No ano de 2017 novas vagas nas Universidades Federais e Institutos Federais foram abertas, para ingresso em 2018, resultado da mobilização indígena e quilombola pelo Direito a Educação, no marco das políticas afirmativas. No entanto, a gestão educacional (MEC) não se orientou por essa ampliação de vagas e ainda reduziu o quantitativo de bolsas necessárias para a permanência  nas Universidades, que se encontram nos centros urbanos distantes do local de moradia/residência da maioria destes estudantes. Em resposta a esse corte no auxílio permanência os/as estudantes indígenas e quilombolas de várias Instituições de Ensino Superior lançaram nota denunciando a ruptura da política afirmativa que inviabilizará a continuidade nos estudos em nível superior.

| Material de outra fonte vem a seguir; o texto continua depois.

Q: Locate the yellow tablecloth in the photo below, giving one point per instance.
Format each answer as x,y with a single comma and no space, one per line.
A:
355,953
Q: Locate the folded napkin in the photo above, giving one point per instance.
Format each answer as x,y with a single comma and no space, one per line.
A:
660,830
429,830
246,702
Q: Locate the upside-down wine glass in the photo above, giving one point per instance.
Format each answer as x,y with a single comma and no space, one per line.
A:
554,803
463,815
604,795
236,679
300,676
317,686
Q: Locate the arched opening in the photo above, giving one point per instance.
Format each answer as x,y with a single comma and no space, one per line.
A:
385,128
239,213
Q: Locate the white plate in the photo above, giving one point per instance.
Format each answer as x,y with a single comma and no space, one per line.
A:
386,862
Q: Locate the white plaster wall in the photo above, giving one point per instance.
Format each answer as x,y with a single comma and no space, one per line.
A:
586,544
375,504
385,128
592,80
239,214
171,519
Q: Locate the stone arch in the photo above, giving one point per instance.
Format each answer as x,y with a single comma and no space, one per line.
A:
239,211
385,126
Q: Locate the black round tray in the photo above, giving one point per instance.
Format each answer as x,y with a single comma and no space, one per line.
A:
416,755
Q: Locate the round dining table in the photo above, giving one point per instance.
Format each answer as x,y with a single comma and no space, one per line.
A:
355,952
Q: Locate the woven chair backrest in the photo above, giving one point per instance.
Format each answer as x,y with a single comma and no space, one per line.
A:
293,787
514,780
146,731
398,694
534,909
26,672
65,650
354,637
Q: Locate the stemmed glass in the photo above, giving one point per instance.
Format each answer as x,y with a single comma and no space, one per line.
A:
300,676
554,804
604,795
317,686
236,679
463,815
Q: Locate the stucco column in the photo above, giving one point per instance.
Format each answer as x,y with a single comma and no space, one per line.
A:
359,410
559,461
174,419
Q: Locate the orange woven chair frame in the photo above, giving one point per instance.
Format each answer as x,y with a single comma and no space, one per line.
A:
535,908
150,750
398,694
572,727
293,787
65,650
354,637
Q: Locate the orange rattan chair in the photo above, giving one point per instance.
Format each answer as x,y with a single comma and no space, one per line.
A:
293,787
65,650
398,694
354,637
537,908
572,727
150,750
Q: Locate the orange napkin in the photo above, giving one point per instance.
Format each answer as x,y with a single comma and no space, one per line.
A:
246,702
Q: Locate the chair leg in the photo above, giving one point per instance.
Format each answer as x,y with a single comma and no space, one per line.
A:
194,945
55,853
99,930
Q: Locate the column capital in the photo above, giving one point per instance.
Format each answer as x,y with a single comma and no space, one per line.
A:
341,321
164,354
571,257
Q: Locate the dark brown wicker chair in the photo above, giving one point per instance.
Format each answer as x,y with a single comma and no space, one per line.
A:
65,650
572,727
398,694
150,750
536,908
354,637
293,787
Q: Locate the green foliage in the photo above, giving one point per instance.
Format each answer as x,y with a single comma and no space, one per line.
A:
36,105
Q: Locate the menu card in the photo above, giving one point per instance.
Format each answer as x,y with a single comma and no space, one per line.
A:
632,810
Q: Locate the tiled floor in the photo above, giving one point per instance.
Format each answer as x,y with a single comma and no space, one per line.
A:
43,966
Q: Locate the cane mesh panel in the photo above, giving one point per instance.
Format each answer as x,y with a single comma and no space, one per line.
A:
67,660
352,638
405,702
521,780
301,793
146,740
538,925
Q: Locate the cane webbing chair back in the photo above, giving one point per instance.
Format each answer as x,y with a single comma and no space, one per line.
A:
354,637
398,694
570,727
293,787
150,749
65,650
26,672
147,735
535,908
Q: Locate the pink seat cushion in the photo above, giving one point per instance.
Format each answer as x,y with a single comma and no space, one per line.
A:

O Escritório Socio-antropológico para a Diversidade Étnica e Cultura (EDIV) divulga aqui a Nota, em apoio, para conhecimento e acompanhamento.

NOTA OFICIAL PERMANÊNCIA JÁ

Nós, estudantes indígenas das cinco regiões do País e quilombolas, estivemos reunidos no dia 29 de maio de 2018 na sede do Ministério da Educação (MEC) em audiência com o Ministro Rossieli Soares da Silva.

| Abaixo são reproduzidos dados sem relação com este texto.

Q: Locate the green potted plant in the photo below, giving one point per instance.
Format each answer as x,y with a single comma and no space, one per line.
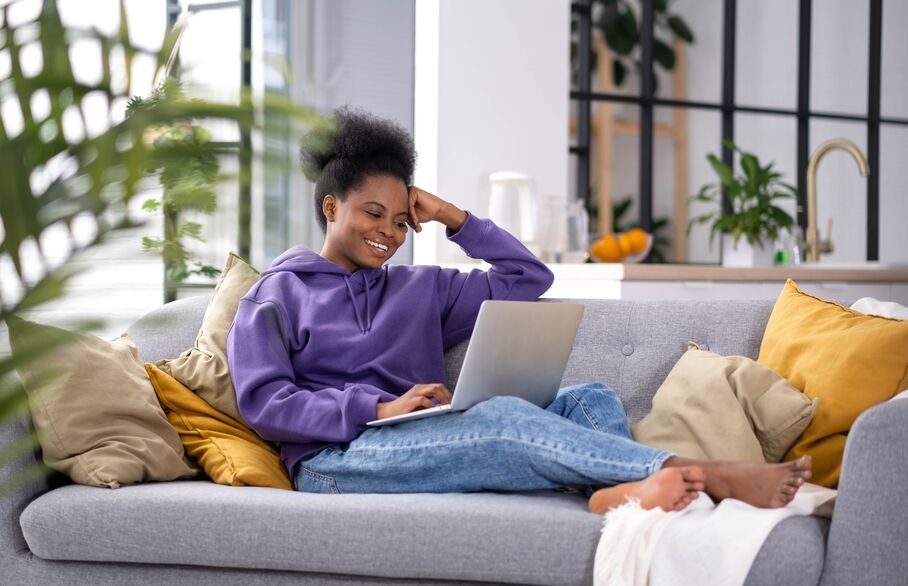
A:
81,177
755,222
188,183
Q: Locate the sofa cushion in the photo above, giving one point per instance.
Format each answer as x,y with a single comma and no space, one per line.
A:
632,345
203,368
725,408
168,330
539,537
94,409
850,360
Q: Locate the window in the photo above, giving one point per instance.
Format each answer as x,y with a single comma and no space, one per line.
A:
778,78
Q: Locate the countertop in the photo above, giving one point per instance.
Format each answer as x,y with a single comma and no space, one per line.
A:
868,272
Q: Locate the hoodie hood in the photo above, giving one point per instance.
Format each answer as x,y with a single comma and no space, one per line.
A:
300,259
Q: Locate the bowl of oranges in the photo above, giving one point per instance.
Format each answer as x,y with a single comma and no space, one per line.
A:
626,247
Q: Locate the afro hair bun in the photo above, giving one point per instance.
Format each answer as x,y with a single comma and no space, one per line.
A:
356,135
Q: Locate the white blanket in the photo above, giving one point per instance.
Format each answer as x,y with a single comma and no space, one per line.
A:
703,544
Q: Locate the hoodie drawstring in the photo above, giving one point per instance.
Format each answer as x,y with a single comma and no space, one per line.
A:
367,326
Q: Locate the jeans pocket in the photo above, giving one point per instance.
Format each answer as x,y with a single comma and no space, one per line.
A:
310,481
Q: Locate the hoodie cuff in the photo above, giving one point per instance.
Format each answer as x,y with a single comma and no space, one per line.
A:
365,404
470,235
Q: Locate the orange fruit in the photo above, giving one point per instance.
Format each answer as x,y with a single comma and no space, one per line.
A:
624,243
607,249
637,238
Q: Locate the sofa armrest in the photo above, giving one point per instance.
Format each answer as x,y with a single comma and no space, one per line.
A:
21,481
869,529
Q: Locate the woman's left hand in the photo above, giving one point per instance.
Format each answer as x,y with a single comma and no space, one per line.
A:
424,207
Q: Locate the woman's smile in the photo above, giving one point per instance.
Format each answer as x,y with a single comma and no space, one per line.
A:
377,247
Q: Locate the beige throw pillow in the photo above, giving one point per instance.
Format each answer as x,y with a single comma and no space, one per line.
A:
725,407
203,368
95,410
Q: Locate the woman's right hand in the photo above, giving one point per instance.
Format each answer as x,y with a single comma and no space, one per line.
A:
419,397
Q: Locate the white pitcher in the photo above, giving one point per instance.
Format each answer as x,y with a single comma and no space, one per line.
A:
513,206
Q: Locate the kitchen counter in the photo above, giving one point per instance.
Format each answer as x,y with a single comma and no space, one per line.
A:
871,272
843,283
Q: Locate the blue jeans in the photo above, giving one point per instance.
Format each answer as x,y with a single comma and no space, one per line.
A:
505,443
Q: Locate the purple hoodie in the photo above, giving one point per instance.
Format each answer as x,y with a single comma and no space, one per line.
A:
314,348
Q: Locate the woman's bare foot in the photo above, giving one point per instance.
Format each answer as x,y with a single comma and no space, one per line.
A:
671,489
768,486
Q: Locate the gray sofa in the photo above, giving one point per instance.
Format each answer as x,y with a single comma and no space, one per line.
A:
196,532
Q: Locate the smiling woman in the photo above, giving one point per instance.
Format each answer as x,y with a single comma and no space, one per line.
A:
323,344
363,201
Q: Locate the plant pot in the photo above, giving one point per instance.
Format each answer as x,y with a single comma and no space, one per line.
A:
744,255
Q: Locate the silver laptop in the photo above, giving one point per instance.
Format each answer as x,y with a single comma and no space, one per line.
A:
518,348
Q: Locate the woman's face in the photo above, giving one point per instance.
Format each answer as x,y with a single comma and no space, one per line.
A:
369,225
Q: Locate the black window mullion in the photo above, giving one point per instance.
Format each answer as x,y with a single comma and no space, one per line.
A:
803,109
583,9
728,87
646,114
873,130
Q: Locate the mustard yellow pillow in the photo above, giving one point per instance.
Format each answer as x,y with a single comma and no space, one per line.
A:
850,360
228,451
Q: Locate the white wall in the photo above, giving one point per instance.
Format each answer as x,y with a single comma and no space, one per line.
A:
491,93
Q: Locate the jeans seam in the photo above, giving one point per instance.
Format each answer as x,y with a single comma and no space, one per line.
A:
586,413
332,484
648,467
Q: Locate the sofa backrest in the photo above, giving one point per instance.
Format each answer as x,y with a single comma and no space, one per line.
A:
628,345
632,345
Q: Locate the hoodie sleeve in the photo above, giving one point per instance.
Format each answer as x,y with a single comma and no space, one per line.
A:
516,274
258,353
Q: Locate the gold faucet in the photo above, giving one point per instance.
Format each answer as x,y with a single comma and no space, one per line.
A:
815,246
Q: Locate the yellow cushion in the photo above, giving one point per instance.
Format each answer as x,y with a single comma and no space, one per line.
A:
228,451
850,360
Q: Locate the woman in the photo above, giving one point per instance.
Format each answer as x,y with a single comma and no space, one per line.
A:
324,343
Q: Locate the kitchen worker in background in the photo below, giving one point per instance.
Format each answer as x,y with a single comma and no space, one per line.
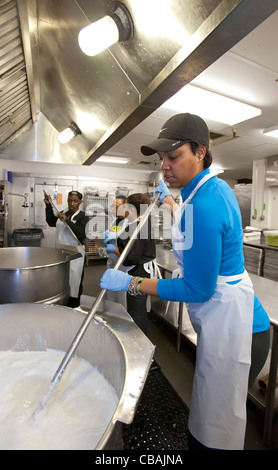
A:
207,244
110,237
77,221
140,261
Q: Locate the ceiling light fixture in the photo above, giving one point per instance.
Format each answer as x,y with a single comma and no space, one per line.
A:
67,134
114,27
110,159
271,131
211,106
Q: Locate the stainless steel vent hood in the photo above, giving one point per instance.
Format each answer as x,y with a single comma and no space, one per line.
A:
109,94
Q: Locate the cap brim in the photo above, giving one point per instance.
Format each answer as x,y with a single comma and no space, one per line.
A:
162,145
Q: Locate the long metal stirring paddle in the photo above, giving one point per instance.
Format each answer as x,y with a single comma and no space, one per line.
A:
61,369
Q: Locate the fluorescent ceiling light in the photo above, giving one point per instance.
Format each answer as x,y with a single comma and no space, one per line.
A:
211,106
114,27
272,131
108,159
67,134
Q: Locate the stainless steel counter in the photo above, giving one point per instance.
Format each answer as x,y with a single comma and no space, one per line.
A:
267,292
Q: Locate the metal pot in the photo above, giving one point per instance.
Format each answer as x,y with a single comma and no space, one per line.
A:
33,274
112,342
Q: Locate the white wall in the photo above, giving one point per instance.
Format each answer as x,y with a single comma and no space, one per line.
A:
264,208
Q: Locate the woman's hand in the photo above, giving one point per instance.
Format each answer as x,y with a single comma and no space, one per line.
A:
163,190
115,280
110,248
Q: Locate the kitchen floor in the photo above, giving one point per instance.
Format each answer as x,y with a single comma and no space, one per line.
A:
178,367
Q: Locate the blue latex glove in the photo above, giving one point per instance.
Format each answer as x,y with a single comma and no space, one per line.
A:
108,237
162,188
110,248
115,280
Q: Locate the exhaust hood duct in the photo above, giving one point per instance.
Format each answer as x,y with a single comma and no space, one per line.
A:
110,94
69,133
98,36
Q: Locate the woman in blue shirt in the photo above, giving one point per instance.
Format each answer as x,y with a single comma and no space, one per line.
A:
207,243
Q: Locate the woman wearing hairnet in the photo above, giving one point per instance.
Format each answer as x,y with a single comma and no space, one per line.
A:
231,324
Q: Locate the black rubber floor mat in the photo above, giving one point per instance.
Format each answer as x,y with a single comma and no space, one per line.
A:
161,419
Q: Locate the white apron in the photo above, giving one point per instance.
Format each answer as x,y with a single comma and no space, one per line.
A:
64,237
223,325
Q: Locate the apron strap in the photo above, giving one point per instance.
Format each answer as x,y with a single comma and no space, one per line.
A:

No cenário atual vale destacar alguns dados que refletem a demanda, segundo dados apresentados pela Secretaria de Educação Continuada, Alfabetização, Diversidade e inclusão (SECADI) do MEC, demonstram que para o primeiro semestre de 2018 temos uma demanda de 2.500 novos estudantes indígenas e quilombolas para acessarem o Programa Bolsa Permanência, pensando em uma projeção até o fim de 2018 teremos a necessidade de aproximadamente 5.000 novas vagas para o programa.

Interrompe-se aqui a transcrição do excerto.